"JUSTICE SANS LIMITES"
Par Aline LAHOUD

Après l’effroyable cauchemar du 11 septembre, qui a plongé la planète dans une stupeur voisine du coma, le monde encore déboussolé tente de retrouver ses points de repère et retient son souffle.
L’armada américaine est aux portes de l’Asie, de l’océan Indien au Moyen-Orient, pour traquer et anéantir les derniers refuges de ces damnés de la Terre que sont les terroristes. A leur tour, les taliban appellent au Jihad et promettent de transformer chacun de leurs 300.000 combattants en bombes-suicide, plutôt que de livrer Ben Laden, lequel ne semble pas facilement livrable.
Où en sont les peuples et les gouvernements par rapport à la menace terroriste à laquelle il suffit d’une poignée d’illuminés fanatiques et sans visages pour transformer tout un continent en un champ de ruines et de morts?
Où en sont les peuples et les gouvernements par rapport à l’ultimatum américain?

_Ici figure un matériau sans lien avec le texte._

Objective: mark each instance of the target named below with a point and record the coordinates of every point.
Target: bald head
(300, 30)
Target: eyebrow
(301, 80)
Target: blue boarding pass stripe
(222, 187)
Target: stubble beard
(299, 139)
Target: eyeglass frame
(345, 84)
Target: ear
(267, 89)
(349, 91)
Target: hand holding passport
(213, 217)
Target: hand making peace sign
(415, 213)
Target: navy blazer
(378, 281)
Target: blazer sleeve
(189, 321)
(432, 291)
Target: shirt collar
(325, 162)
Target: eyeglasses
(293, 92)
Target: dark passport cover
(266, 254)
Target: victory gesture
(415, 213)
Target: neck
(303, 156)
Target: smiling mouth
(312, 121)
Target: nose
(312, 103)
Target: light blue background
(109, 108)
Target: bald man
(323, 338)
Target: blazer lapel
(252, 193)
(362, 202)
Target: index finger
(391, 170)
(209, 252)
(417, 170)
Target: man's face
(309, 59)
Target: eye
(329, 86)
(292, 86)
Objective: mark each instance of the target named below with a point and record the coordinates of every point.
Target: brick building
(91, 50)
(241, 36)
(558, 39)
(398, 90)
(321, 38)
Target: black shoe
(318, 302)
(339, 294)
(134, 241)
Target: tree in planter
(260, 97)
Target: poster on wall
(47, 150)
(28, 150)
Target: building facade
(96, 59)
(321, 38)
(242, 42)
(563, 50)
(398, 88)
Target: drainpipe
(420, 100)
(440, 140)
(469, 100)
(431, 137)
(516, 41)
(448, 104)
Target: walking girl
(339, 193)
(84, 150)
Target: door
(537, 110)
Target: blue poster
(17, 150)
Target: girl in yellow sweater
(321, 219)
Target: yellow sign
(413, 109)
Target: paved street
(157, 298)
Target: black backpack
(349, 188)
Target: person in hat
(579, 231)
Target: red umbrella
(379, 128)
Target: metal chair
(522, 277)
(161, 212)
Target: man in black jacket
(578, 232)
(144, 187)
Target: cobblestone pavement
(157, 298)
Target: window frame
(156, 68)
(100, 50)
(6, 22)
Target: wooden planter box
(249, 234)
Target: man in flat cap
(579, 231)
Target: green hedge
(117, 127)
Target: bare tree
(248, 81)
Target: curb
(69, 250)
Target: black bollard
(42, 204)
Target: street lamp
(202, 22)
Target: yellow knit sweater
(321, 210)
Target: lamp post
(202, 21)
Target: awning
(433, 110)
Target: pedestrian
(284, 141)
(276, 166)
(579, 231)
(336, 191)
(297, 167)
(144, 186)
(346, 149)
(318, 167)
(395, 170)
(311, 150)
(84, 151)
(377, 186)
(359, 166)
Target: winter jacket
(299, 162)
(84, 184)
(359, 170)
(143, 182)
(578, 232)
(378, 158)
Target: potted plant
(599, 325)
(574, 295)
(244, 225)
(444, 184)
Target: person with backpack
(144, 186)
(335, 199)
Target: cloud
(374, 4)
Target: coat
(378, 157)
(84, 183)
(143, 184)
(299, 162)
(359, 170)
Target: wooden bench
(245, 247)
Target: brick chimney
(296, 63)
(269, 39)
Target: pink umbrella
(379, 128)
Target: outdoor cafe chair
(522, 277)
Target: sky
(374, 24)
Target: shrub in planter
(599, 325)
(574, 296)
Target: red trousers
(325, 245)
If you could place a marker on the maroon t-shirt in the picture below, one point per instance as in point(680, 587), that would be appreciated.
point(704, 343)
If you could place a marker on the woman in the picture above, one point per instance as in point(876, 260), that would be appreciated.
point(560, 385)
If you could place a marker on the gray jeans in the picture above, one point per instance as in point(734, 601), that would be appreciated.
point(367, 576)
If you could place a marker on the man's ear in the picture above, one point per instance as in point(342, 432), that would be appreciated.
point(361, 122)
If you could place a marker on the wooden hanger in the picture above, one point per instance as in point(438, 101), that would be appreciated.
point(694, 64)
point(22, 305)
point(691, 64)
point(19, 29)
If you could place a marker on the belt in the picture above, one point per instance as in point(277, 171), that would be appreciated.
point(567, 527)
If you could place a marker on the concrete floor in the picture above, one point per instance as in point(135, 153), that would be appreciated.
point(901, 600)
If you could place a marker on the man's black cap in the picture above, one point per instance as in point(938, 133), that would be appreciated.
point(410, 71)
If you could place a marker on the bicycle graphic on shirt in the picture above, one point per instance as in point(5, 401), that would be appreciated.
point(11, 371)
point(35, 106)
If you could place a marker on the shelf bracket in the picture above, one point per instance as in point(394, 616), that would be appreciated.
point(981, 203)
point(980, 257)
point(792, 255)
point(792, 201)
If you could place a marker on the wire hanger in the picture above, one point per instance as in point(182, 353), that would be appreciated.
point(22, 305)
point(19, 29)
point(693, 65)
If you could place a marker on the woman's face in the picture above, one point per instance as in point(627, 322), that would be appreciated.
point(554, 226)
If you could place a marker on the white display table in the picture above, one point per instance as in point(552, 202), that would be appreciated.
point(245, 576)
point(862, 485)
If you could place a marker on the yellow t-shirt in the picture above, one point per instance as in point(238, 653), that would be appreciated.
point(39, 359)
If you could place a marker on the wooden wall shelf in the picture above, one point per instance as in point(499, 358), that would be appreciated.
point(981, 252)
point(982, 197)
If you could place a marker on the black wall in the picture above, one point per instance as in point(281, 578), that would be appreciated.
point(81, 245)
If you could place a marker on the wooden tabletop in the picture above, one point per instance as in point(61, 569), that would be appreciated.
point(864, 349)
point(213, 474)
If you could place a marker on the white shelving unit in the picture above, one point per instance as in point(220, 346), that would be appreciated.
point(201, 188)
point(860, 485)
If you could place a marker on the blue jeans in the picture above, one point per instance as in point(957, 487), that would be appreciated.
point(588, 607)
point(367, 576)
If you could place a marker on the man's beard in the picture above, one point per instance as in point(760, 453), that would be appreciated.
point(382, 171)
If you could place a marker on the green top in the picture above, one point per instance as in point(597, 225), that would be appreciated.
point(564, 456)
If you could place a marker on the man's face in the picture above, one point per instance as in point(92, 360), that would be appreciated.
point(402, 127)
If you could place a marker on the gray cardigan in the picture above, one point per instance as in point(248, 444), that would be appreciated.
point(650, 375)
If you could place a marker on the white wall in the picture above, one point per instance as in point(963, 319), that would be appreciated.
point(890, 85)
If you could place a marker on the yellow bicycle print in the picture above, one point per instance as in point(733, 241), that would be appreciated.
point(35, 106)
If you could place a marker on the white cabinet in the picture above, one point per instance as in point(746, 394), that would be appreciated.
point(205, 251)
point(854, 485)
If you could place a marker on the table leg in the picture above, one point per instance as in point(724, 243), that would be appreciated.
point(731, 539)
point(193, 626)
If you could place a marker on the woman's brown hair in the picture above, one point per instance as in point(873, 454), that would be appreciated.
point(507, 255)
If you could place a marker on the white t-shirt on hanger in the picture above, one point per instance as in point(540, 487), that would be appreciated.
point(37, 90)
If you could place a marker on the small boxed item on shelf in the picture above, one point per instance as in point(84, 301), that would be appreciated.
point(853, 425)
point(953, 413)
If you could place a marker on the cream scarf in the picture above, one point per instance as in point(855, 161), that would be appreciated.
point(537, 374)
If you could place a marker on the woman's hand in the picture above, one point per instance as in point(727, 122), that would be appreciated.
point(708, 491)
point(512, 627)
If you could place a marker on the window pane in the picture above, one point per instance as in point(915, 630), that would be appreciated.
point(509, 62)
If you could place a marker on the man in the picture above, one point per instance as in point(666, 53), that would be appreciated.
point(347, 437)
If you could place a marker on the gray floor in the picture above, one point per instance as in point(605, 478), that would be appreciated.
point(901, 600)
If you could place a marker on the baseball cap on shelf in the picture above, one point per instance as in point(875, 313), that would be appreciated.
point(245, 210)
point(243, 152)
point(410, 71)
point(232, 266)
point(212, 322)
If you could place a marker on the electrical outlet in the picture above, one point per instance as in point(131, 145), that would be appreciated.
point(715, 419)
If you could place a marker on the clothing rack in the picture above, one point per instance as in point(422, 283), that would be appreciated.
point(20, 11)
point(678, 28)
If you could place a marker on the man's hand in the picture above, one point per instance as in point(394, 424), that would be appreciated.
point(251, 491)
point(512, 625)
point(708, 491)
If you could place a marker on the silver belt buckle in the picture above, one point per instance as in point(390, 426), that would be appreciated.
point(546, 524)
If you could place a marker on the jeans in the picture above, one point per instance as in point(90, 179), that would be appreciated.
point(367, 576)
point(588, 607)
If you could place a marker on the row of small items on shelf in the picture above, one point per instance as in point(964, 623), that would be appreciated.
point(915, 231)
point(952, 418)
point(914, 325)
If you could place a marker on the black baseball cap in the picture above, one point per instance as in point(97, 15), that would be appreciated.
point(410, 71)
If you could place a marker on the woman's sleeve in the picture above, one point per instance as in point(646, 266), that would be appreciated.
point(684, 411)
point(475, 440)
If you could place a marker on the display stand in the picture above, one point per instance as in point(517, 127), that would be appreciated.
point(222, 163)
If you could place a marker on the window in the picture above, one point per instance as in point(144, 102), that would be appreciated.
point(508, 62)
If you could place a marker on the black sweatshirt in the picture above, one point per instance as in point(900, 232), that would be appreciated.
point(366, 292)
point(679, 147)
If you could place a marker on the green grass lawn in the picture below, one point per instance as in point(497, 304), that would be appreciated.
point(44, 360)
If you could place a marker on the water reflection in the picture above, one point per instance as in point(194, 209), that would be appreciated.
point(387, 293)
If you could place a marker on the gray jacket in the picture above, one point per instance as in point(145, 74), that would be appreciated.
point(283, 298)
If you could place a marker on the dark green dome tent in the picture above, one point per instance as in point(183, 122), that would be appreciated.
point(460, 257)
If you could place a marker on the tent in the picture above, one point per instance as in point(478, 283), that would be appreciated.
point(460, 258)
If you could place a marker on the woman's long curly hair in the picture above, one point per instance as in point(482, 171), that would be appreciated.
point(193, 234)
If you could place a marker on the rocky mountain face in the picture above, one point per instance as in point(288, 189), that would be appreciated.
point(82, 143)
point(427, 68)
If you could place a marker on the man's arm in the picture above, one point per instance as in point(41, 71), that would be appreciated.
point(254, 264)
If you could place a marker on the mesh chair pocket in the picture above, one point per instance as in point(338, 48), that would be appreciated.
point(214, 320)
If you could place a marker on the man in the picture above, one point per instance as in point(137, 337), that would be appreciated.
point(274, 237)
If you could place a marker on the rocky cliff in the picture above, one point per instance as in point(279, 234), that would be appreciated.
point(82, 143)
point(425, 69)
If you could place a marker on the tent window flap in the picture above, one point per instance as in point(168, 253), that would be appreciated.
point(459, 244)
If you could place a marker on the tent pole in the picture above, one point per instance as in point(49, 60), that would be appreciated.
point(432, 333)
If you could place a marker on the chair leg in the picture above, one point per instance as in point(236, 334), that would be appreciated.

L’alternative jetée à la face des Etats pour George W. Bush est aussi simple qu’un tour de rodéo: ou vous restez accroché à un taureau furieux ou vous tombez et vous êtes piétiné à mort. Plus explicitement: ou vous êtes avec nous ou vous êtes avec les terroristes. C’est blanc ou noir. George W. Bush a supprimé le gris, tout simplement.
Tout simplement! c’est le mot qui convient au personnage. C’est un homme simple qui est venu au Pouvoir avec des idées simples et qui n’a jamais compris le sens de la notion “circonstances atténuantes”. Au cours de sa carrière de gouverneur du Texas, il a signé à la chaîne des peines de mort, sans jamais user de son droit de grâce, sans jamais accorder le moindre sursis, même quand il s’agissait de mineurs ou de déficients mentaux. Et entre le brutal lynchage auquel pourraient se livrer les Américains et l’irrationnel fanatisme des intégristes islamistes, le monde entier est menacé de sombrer dans la démence.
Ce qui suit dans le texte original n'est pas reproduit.